Monday, 19 October 2009

Why Let Facts Spoil the Narrative?

I've just finished reading a very shakey due diligence report, in which one of the key questions to review was the impact of the recession on the company under investigation.  The report author covered the beneficial effects of recession on services (comparable to those of the target company) that people mainly use in their own homes.  The report talked about increases in satellite and cable TV subscriptions, growth in Dominos deliveries, and the trend to "staycations", and implied that, as a result, everything would be OK.

A question kept coming to my mind as I ploughed through this nonsense.  This question was: "But the recession has been happening for about a year - why don't they just look at what's been happening to the company?".  The analyst could have looked at sales, customer churn, average customer value, new sign-ups.  And they could have looked at them before, during, and after recession (now we're coming out of it for a short while).  They could have compared the company's performance to changes in disposable income, or employment, or interest rates, or consumer confidence.  They could have just looked at whether they rose or fell.  The data was available and staring them in the face; but they didn't look at any of the vast array of facts at their disposal, and instead indulged in this staycation narrative.  I'll let you guess whether the facts confirmed, contradicted, or made irrelevant, the report's conclusions .

I kept asking myself why any sane analyst would display such disregard for information.  After some reflection on examples of similar behaviour, here's my conclusion: given the choice between some compelling facts and a compelling narrative, people will often prefer the narrative.  From everyday observation, there are legion examples of people ignoring or skimming over facts that might get in the way of a good story.

This preference can be, literally, fatal; and if you'll indulge a longer-than-usual post, I'll illustrate it with a historical example.

A nineteenth century physician called Ignaz Semmelweis analysed the high incidence of childbirth mortality of Puerperal fever at one of the wards of Vienna General Hospital.  He noticed that Puerperal fever was high in wards where the same doctors also conducted post-mortems, and showed that if doctors washed their hands with chlorine solution after working with cadavers, then Puerperal fever incidence declined dramatically.

His data is hard to challenge:



Unfortunately, Semmelweis's facts didn't fit the narrative of the day.  Prevailing theories of health related to the balance of the four humours of the body, and the role of "bad air" in the spread of disease.  In fact, his implication, that lack of cleanliness in the surgeon was a cause of the disease spreading, was considered insulting to the gentlemen who administered medicine and surgery.

Semmelwies was roundly criticised, and his observation and recommendations were dismissed by the mainstream, despite their obvious life-saving results.  It was only after Pasteur's work into germ theory became accepted 20 years later that the establishment embraced the findings of, the by then dead, Semmelweis.
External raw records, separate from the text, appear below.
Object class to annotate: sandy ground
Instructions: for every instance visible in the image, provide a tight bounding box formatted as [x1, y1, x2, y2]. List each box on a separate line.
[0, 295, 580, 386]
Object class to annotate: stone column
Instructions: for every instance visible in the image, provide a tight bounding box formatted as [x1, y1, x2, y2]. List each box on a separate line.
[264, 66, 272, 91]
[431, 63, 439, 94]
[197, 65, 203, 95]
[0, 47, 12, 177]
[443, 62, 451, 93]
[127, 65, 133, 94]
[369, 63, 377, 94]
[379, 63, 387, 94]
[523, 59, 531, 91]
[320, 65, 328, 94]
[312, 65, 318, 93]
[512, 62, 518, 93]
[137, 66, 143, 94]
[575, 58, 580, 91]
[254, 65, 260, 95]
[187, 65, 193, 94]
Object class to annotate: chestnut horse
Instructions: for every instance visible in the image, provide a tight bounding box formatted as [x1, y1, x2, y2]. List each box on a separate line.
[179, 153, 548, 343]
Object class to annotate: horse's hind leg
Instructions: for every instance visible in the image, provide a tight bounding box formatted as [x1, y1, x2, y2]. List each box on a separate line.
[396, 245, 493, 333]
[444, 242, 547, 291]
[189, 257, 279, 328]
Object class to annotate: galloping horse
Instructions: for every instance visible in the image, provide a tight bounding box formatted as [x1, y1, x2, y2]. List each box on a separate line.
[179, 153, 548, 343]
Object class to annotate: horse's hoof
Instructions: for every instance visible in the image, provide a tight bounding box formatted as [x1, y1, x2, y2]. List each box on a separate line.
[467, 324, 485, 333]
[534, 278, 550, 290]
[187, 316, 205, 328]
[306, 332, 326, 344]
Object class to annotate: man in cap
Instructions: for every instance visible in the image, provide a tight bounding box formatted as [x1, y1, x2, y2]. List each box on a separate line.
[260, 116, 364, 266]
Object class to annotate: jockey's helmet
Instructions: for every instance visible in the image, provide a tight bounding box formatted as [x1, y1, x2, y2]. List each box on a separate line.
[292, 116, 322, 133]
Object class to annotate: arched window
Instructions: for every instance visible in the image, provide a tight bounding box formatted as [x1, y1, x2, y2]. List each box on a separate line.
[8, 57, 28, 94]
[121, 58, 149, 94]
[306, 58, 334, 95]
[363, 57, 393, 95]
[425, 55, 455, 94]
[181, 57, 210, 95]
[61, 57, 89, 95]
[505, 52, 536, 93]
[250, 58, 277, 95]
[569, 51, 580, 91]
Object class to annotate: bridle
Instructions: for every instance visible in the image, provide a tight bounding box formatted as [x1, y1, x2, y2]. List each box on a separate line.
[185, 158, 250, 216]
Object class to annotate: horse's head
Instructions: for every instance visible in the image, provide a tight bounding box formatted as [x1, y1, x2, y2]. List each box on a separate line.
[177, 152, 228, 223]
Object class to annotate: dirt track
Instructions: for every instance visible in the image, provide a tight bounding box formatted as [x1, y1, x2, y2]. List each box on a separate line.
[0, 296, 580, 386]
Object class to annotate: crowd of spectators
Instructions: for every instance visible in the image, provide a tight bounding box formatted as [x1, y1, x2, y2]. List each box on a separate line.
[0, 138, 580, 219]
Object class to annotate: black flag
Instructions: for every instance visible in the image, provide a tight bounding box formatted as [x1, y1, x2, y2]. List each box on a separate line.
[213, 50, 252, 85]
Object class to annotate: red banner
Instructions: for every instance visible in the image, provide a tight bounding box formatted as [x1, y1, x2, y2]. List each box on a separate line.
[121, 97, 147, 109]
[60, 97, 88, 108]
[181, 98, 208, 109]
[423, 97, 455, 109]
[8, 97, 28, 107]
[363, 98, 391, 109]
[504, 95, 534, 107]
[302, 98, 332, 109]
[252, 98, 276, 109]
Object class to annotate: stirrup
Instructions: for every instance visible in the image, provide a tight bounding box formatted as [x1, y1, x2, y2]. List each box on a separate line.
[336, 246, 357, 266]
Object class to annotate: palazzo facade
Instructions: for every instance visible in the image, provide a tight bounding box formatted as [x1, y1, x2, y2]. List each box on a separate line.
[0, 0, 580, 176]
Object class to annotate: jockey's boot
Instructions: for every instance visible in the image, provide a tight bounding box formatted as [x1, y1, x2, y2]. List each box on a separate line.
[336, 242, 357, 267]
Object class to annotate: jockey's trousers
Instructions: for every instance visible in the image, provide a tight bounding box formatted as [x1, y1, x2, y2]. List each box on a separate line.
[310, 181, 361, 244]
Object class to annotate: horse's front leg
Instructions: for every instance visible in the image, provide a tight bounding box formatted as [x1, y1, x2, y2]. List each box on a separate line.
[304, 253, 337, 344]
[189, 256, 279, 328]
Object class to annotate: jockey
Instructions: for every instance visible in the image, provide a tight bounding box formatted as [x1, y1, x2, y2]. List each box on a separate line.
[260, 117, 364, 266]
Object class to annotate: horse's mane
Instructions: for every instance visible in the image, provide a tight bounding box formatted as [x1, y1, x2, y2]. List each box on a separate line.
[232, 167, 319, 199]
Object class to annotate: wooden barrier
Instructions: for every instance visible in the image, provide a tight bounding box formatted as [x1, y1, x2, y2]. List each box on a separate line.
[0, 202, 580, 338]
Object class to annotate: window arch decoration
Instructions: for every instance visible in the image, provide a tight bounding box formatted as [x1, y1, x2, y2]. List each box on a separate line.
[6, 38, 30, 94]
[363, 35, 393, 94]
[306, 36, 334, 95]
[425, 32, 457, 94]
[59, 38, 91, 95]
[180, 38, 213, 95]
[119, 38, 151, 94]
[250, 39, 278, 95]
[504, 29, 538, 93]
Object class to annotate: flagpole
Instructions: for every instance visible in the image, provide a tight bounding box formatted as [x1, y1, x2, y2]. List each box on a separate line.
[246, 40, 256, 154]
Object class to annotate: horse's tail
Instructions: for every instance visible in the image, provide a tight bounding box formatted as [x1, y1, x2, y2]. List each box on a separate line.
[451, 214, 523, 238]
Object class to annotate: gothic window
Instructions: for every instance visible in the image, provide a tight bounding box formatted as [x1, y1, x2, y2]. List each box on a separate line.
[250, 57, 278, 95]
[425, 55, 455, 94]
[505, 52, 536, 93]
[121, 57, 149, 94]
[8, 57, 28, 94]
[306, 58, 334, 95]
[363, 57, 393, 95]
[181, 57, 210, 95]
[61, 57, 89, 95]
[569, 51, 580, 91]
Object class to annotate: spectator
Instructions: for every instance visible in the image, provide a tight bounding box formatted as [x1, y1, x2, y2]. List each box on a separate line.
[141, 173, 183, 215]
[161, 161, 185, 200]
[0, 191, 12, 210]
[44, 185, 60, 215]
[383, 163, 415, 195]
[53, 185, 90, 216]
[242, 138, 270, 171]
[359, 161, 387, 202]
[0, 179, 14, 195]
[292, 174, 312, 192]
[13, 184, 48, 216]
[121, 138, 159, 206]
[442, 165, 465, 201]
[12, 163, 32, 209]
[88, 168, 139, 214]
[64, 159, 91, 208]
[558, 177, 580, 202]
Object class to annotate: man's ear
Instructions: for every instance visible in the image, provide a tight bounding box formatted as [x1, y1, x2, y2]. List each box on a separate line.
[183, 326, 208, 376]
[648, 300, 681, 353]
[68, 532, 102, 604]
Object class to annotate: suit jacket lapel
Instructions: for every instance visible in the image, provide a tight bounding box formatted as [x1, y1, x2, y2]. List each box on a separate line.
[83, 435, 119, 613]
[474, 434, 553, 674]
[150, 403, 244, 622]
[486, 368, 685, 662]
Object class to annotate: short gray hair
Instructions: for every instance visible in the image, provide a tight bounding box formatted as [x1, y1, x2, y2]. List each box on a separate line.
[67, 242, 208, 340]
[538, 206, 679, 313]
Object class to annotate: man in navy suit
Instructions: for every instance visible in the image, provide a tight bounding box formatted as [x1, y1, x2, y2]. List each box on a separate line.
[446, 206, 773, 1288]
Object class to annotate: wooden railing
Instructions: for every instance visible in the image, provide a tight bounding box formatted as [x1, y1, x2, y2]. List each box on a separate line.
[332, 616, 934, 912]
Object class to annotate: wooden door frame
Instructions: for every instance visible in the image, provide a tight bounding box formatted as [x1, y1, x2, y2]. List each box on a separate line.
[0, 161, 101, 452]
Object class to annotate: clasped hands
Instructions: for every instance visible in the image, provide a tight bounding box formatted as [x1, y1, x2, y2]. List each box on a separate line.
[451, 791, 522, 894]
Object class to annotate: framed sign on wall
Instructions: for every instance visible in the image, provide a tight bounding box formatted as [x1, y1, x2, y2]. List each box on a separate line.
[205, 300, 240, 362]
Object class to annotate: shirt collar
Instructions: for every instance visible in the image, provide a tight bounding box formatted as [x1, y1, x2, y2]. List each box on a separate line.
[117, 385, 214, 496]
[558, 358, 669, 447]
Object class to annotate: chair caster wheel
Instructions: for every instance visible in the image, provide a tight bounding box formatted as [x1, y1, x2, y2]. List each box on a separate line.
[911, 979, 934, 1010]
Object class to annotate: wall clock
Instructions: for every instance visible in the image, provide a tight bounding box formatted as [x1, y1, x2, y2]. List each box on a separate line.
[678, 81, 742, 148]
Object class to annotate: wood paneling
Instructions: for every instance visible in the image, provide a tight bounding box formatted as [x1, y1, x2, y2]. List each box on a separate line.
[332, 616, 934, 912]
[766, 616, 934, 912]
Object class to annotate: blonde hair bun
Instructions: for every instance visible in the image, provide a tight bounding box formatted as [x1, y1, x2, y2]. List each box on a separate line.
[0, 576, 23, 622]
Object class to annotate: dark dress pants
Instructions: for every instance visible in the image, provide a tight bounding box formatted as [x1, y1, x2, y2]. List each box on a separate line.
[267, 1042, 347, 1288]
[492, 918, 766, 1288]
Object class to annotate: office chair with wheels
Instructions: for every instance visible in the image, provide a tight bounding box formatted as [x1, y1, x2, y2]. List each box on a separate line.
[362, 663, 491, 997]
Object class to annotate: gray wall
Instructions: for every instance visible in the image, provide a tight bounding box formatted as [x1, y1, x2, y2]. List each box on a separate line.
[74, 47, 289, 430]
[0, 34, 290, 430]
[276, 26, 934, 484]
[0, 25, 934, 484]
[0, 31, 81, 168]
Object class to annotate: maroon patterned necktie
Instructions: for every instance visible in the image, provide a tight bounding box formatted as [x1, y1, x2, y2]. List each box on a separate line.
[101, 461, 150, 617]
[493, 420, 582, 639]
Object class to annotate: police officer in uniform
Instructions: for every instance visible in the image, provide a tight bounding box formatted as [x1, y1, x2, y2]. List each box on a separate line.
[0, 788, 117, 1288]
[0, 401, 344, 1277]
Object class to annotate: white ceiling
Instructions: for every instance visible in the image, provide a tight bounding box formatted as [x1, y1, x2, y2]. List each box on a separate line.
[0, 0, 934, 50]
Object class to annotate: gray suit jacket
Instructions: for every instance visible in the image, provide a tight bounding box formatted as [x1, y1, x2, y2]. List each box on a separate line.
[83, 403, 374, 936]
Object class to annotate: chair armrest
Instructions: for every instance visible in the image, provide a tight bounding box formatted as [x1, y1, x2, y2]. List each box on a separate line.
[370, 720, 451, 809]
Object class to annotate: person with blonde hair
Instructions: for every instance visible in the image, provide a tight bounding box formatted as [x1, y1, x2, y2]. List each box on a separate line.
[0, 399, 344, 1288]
So coming back to my point.  There will always be an accepted or acceptable narrative to explain anything, be that the four humours of nineteenth century medicine, or the various dubious adspeak marketing theories we hear today.  We can pretty much guarantee that by blindly following the narrative, we will be proven as gullible, closed-minded and wrong as those olden-day physicians.  Alternatively, we can ignore the narrative for a moment, and just have a quick  look at the facts...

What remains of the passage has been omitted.